Peter Noble, Screen International’s first editor

“Cast your bread upon the waters,” Peter Noble liked to say, “and it will come back as smoked salmon canapés.”

This witty paraphrase of Ecclesiastes rather neatly summed up elements of this larger-than-life character, combining an arguably pragmatic generosity of spirit with a shameless devotion to the champagne lifestyle.

Despite an unpromising start as a working-class London slum orphan, Noble, who died in 1997 aged 80, became quickly steeped in show business almost from the moment when, as a 17-year-old aspiring actor, he was befriended by Noel Coward. But after landing mostly undistinguished roles on stage and in B-movies, following the Second World War Noble moved seamlessly into his much better known incarnation as a writer and showbiz journalist.

An increasingly famous face on television in quiz and chat shows and a recognisably fruity-voiced contributor to popular radio programmes, Noble was once given the sobriquet ‘Britain’s walking encyclopaedia of films’.

As well as being ubiquitous in the media, so much so that he had to adopt the alias ‘Raymond Leader’

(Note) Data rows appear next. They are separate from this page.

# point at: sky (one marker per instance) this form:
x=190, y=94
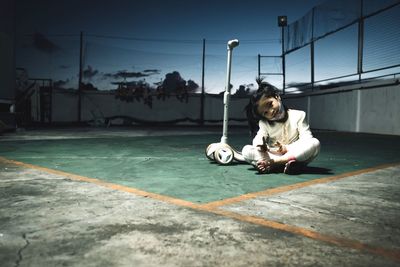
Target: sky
x=146, y=40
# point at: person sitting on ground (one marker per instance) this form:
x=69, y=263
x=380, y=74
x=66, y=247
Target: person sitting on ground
x=283, y=141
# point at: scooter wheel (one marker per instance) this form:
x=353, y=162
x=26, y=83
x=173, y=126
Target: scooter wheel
x=210, y=151
x=224, y=155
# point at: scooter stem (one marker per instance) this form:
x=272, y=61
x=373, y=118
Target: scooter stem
x=231, y=44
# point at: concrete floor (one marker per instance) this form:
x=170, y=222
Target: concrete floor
x=50, y=218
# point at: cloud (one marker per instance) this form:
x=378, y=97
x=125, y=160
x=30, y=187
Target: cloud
x=60, y=83
x=132, y=74
x=89, y=73
x=43, y=44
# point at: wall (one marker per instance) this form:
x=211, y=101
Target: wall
x=369, y=108
x=7, y=55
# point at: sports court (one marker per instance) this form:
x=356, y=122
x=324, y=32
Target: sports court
x=150, y=196
x=107, y=122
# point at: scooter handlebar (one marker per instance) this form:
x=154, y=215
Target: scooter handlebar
x=233, y=43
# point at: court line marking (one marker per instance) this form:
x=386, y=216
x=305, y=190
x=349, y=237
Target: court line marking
x=342, y=242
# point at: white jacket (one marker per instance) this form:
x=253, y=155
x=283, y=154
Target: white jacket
x=292, y=131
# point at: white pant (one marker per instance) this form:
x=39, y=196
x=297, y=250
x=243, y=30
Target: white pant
x=302, y=151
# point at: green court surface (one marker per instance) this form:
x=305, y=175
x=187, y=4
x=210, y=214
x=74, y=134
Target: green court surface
x=176, y=166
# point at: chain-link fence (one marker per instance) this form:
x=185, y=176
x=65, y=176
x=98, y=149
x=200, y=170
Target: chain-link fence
x=340, y=42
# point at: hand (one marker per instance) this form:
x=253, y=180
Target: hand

on occasion just to ring the changes, Noble was also celebrated enough to play thinly disguised versions of himself in UK films such as The Naked Truth and The Strange Case Of Dr Manning. By this time he was happily married (for the second time) to the prolific bit-part actress Marianne Stone, and author of not

just millions of newspaper and magazine words but also a veritable tsunami of books including decent biographies of, among others,

Orson Welles and Bette Davis.

There were occasions when he would brazenly place his favourites in the main body of the magazine — writing glowing reams about superannuated Hollywood royalty or no-mark UK industryites — only reluctantly, yet always charmingly, giving way when gently persuaded that harder news took precedence.

In his autobiography, modestly titled Reflected Glory, he wrote: “I like what I do. I like my life. I would not change it.” That was written almost 20 years before he took the reins at Screen international, but the sentiments, one suspects, never changed.